I'm having trouble computing the one-step ahead forecast for the following time-series models.
For the following models, ${Z_t}$ is a whitenoise process with ${Z_t}$ ~ $WN(0, \sigma^2)$.
I am given the following set of $n=5$ data points:
$$-0.93, -0.89, -0.63, -0.38, 0.76$$
and I am trying to forecast the 6th data point.
The models are:
$$AR(1): X_t = 0.9X_{t-1} + Z_t$$
$$ARMA(1,1): X_t = 0.3X_{t-1} + Z_t – Z_{t-1}$$
$$ARMA(2,1): X_t = 0.1X_{t-1} – 0.5X_{t-2} + Z_t + Z_{t-1}$$
I think I can compute the forecast for the $AR(1)$ process: the best linear predictor is $P_nX_{n+1} = a_n^{'}X_n = \phi X_n$, so the 6th data point $\hat{X}_6 = 0.9*0.76$
For the $ARMA(1,1)$ model, using the recursions of the innovations algorithm, I get $\hat{X}_{n+1} = \phi X_n + \theta_{n1}(X_n – \hat{X}_n)$, but do I have to recursively find the estimates for each data point? Also, how do I find out what the prediction for $\hat{X}_1$ is?
Best Answer
Yes, you do need to work recursively, plugging in previous values. First you plug in $X_t$, and when these are not available any more, you plug in the point predictions.
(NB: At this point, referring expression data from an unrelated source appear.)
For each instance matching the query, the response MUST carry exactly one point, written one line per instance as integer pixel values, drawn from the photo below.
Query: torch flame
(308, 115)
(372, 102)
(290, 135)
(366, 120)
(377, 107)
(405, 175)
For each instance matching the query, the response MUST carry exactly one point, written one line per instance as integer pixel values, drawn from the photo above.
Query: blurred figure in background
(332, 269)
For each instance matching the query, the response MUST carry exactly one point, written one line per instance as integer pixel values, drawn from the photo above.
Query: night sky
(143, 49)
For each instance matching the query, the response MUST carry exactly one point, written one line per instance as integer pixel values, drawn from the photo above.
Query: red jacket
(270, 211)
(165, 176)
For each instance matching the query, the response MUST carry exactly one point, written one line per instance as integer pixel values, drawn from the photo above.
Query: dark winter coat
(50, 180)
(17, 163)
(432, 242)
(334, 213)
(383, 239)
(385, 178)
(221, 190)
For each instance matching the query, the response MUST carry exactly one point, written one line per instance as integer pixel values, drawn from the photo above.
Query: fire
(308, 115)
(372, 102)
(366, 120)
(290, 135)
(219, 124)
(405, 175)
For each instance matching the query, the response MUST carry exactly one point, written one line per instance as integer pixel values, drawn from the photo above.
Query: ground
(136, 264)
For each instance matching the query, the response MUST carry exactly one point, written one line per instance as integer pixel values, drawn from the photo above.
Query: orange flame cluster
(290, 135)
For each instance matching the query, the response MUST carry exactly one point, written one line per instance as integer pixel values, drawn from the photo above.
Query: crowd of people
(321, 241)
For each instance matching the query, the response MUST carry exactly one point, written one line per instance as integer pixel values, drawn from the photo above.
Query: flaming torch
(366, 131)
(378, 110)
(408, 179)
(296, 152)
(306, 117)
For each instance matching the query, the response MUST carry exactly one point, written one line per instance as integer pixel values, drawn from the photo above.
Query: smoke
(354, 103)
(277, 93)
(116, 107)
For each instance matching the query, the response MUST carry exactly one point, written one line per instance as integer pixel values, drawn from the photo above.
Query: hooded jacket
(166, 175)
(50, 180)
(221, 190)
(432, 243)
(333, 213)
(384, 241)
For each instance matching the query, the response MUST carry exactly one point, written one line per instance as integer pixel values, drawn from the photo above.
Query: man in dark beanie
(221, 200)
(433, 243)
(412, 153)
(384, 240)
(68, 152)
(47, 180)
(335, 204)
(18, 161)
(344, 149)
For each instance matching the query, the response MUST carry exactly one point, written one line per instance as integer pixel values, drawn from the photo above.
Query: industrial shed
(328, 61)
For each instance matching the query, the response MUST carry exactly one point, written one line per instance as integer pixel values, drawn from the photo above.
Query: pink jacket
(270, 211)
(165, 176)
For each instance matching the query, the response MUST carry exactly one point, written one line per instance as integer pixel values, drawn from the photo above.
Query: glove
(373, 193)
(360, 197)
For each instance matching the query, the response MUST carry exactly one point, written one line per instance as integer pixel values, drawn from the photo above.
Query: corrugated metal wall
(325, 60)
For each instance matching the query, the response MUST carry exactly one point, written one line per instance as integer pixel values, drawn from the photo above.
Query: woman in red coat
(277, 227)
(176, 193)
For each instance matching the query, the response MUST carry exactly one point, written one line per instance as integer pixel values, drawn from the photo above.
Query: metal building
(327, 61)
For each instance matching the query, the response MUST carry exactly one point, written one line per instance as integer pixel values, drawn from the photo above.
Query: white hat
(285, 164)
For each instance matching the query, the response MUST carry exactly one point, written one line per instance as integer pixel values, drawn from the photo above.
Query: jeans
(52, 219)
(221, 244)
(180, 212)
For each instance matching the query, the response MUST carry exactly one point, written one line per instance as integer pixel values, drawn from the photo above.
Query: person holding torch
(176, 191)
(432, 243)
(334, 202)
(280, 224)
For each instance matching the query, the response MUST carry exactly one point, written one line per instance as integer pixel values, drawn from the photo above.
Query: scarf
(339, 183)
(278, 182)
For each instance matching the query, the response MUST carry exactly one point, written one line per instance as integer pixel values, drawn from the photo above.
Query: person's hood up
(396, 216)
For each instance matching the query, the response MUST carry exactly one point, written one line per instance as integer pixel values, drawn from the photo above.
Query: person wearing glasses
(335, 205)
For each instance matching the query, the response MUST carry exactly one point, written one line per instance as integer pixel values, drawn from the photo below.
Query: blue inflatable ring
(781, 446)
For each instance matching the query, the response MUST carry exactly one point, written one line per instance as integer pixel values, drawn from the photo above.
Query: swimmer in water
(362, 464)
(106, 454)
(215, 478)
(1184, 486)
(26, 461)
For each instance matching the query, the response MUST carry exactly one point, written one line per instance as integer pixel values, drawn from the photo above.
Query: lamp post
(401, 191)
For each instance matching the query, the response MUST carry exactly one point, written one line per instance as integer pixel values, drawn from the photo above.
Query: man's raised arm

To get the innovations, you are right that you need the first fitted value. There is no "right" way to get this. Some people (and some software) estimate the initial fits via maximum likelihood, others use heuristics and use, e.g., the first actual observation, or a heuristically smoothed value.
If this is self-study, do whatever your instructor suggested. If you are trying to recreate something your software did, you will need to find out how it fits these initial values. This is often not very well documented.